La crucial aportación que el turismo supone para la economía y el empleo en España está fuera de toda duda. La patronal Exceltur calcula que este año el PIB turístico puede superar por vez primera en la historia los 200.000 millones, hasta representar el 13,4% de la economía nacional. Pero la sucesión de cifras positivas ha marchado en paralelo a una creciente conciencia social de que la sostenibilidad debe ser la esencia del modelo y de que reconsiderar su gestión y sus impactos no implica desprestigiarlo.

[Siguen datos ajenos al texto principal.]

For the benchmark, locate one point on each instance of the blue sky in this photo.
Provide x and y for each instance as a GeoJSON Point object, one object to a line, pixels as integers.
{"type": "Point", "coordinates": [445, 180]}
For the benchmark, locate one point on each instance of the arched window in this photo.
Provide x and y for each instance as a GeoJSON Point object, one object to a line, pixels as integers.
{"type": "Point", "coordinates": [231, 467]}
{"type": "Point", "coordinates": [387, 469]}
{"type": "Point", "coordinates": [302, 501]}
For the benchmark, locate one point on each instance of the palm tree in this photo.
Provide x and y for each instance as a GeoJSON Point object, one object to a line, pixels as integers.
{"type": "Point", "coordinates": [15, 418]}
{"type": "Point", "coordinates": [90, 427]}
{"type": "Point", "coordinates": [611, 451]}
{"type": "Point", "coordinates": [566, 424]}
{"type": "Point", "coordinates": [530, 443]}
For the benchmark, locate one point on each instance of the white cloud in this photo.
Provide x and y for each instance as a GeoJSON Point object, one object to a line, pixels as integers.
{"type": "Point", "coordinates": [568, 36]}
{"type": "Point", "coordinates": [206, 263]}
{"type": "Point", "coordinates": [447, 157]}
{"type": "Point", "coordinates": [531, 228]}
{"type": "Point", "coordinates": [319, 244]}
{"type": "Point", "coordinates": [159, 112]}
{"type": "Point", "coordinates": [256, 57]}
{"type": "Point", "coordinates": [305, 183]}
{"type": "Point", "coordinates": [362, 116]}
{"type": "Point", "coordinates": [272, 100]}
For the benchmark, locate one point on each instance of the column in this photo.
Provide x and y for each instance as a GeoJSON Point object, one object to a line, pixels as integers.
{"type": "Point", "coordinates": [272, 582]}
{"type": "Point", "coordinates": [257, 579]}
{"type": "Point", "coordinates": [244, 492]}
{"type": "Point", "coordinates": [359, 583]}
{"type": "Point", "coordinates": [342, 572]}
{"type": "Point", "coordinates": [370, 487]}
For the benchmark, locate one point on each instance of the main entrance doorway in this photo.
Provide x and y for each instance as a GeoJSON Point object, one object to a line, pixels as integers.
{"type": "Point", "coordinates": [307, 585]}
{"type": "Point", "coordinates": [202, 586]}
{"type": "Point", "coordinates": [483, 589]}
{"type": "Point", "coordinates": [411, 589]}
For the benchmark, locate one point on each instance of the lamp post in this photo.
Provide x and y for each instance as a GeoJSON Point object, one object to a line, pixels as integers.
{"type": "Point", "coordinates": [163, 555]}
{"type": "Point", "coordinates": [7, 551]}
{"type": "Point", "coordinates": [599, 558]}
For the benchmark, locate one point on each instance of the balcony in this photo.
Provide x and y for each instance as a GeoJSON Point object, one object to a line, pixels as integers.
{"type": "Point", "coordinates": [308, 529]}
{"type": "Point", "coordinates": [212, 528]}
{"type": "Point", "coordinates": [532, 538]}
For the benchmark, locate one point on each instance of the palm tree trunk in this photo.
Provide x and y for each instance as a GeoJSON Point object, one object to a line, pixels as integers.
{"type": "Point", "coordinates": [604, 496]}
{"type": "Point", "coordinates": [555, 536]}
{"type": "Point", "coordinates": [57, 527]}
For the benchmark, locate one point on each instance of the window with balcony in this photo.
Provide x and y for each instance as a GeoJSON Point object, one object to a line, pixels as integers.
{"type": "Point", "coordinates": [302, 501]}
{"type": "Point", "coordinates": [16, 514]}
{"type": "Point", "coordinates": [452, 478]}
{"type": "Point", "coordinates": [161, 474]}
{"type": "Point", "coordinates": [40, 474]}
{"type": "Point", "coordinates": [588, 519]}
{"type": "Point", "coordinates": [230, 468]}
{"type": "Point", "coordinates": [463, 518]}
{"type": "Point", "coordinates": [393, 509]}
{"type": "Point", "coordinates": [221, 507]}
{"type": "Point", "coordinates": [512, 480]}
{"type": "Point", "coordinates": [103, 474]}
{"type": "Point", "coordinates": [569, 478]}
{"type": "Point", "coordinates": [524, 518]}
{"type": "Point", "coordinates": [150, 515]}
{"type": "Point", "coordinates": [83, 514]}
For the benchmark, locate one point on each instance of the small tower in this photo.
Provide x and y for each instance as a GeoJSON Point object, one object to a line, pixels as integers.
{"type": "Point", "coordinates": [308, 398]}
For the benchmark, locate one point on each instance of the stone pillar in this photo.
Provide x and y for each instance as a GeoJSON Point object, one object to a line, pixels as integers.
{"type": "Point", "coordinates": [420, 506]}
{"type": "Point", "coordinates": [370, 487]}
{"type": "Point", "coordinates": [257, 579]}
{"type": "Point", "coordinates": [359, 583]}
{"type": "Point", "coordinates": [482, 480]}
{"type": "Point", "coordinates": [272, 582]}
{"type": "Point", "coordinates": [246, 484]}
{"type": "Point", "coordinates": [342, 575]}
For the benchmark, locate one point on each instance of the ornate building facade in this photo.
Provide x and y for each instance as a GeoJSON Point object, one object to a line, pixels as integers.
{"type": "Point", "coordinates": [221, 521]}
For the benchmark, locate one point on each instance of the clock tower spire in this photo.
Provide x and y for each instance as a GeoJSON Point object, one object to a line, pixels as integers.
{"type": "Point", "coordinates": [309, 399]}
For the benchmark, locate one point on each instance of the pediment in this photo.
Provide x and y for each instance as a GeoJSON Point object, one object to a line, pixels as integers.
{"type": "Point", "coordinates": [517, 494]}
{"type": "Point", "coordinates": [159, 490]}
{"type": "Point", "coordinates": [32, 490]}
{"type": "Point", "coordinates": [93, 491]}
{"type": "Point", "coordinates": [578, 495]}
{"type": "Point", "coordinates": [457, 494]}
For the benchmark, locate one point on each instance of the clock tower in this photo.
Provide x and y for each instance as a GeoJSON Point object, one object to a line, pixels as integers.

Invita así a la reflexión si ese enorme crecimiento de la planta hotelera en un país que el pasado agosto sumaba casi 1,9 millones de plazas resulta compatible con la sostenibilidad que se busca. Si el éxito no se mide por el número de visitantes, como insisten tanto las autoridades como el sector, llama la atención el interés por ampliar la oferta, con especial predilección por destinos urbanos como Barcelona, Málaga, Valencia o Madrid, ya afectados por problemas ligados al turismo.

El lógico interés por el beneficio económico debe compatibilizarse con el interés y las necesidades de los ciudadanos en uno de los ámbitos productivos con mayor incidencia en la calidad de vida local. Las recientes y masivas protestas en Canarias —la comunidad más visitada durante el primer trimestre del año, con 4,27 millones de viajeros, más del doble de su población— han puesto otra vez de relieve la necesidad de abordar los efectos del turismo masivo en ámbitos cruciales como el coste de la vivienda, el alza de precios de consumo o la ocupación del espacio público.

España vivió una burbuja inmobiliaria cuyo estallido abrió una profunda crisis superada en buena medida gracias a la creciente aportación económica del turismo. Precisamente por ello, todos los implicados tienen que estar alerta para que no se hinche otra a costa de la calidad de vida —sobre todo de los residentes, pero también de los propios turistas— en las ciudades españolas.

Complica el escenario el aumento de los pisos turísticos, que en agosto pasado ya superaban los 340.000, pese a los intentos, claramente insuficientes, por limitar su proliferación. Al mismo tiempo, los obstáculos para el acceso a la vivienda son cada vez mayores, especialmente para los más jóvenes.

Pese a las dificultades que plantea una regulación rigurosa —siempre preferible a las prohibiciones— y a que iniciativas desarrolladas en otros países, como las moratorias de construcción o la imposición de tasas, no han frenado las llegadas masivas, la búsqueda de soluciones consensuadas entre el sector, los consumidores, los ciudadanos y los poderes públicos resulta urgente en un lugar como España.